Entsprechend fielen auch die Worte von Ministerpräsident Mariano Rajoy aus. Es werde keine "Lücke" bei der Strafverfolgung und keine Straffreiheit geben, hat der Mann erklärt, der über die Verbrechen seiner Parteigenossen im Franquismus großzügig hinwegsieht, die alle amnestiert wurden. Die Opfer liegen noch heute in Massengräbern. "Egal, was sie tun, und egal, was sie sagen, nichts wird sich verändern", erklärte Rajoy in Bezug auf die ETA.

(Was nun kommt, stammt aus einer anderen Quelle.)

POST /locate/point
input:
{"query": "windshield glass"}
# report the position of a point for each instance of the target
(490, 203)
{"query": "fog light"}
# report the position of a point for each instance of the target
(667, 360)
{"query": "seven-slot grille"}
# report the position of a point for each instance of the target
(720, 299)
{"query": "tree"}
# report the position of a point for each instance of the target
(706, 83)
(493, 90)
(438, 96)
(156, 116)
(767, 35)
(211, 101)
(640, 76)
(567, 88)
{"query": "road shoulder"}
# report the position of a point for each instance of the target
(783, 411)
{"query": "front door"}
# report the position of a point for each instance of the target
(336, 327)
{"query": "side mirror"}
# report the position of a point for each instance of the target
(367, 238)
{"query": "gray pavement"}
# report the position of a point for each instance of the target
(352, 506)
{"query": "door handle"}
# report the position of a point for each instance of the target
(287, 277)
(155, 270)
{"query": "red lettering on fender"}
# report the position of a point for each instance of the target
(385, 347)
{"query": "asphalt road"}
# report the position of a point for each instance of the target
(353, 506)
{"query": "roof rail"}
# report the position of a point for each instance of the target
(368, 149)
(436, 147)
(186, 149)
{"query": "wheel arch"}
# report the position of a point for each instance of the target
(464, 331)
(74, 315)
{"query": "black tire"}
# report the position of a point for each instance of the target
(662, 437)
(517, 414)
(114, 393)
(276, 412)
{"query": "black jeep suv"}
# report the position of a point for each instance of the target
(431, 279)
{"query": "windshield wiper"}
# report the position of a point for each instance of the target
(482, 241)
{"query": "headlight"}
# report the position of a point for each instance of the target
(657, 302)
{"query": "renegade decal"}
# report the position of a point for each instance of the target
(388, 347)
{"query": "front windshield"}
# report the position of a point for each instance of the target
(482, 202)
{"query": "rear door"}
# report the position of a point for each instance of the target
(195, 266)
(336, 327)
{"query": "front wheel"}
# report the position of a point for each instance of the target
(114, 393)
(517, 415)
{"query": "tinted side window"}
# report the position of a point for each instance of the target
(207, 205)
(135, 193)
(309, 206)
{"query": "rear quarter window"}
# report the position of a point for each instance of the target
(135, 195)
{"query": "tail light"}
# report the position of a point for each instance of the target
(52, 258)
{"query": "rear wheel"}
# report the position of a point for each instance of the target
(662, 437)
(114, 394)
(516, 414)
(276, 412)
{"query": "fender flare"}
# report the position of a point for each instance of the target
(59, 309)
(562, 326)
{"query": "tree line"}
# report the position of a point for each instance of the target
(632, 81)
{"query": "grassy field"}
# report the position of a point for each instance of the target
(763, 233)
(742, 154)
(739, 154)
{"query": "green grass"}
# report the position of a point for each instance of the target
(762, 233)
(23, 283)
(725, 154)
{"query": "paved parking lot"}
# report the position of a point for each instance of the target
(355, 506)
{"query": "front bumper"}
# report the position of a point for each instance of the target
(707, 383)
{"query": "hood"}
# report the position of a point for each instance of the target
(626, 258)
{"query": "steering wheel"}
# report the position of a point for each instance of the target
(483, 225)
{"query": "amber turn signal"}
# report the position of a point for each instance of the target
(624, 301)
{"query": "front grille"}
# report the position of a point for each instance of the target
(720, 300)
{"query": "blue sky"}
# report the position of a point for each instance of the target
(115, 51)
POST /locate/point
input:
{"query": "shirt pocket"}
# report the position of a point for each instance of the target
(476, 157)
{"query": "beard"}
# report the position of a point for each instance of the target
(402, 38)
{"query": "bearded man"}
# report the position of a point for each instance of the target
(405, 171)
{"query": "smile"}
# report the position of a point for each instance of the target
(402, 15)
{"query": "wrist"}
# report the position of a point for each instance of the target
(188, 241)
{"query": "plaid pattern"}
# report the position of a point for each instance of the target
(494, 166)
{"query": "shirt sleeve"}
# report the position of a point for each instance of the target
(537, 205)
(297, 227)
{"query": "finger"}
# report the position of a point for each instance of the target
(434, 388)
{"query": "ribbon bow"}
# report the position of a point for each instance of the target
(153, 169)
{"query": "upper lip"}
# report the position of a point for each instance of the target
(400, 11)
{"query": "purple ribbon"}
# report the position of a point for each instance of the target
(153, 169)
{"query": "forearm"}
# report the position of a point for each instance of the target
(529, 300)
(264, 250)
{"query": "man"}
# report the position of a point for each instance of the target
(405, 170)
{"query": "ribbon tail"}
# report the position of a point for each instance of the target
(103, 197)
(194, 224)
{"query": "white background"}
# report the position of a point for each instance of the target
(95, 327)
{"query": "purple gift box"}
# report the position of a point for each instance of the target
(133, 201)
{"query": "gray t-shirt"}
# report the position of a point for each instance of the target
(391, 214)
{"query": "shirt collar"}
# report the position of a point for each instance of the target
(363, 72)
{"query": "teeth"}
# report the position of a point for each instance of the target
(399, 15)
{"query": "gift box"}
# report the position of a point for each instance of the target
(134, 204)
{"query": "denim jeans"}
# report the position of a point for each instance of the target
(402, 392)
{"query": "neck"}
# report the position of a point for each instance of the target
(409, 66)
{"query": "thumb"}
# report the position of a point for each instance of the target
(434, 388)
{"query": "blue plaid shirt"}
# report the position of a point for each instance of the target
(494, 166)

Die PP zeigt auch hier, wie in Katalonien, ihre absolute Politikunfähigkeit. Sie bestätigt, dass ihr Vorgehen vor allem von Rache geprägt ist, womit sie auch gegen geltendes Recht und die spanische Verfassung verstößt. Damit hat sie schon eine große Masse in Katalonien gegen sich aufgebracht, wo sich in wenigen Jahren eine breite Unabhängigkeitsbewegung herausgebildet hat. Obwohl die absolut friedlich vorgeht, wird auch mit ihr nicht gesprochen oder verhandelt, sondern ebenfalls die Repressionskeule geschwungen. Es hat sich als Lüge entlarvt, dass lange Jahre den Basken erzählt wurde, dass ohne die ETA-Gewalt über "alles" gesprochen werden könne. Der Rajoy-Vorgänger José María Aznar versprach einst sogar "Großzügigkeit".
Aznar war vielleicht etwas weitsichtiger als Rajoy und verhandelte sogar mit der "Baskischen Unabhängigkeitsbewegung" und der ETA. Rajoy ist nicht einmal bereit, mit gewählten Vertretern der Katalanen zu sprechen, die er juristisch bemäntelt ins Gefängnis oder ins Exil treiben lässt. Ein solches Vorgehen wird den katalanischen Konflikt nicht beseitigen. Die Rachegelüste werden auch den Konflikt mit den Basken nicht beenden, sondern ihn weiter anfachen. Die ETA erinnerte schon im gestrigen Schreiben daran, dass der Konflikt schon vor der Gründung der Organisation bestanden hat und auch nach ihrer Auflösung weiterbestehen wird.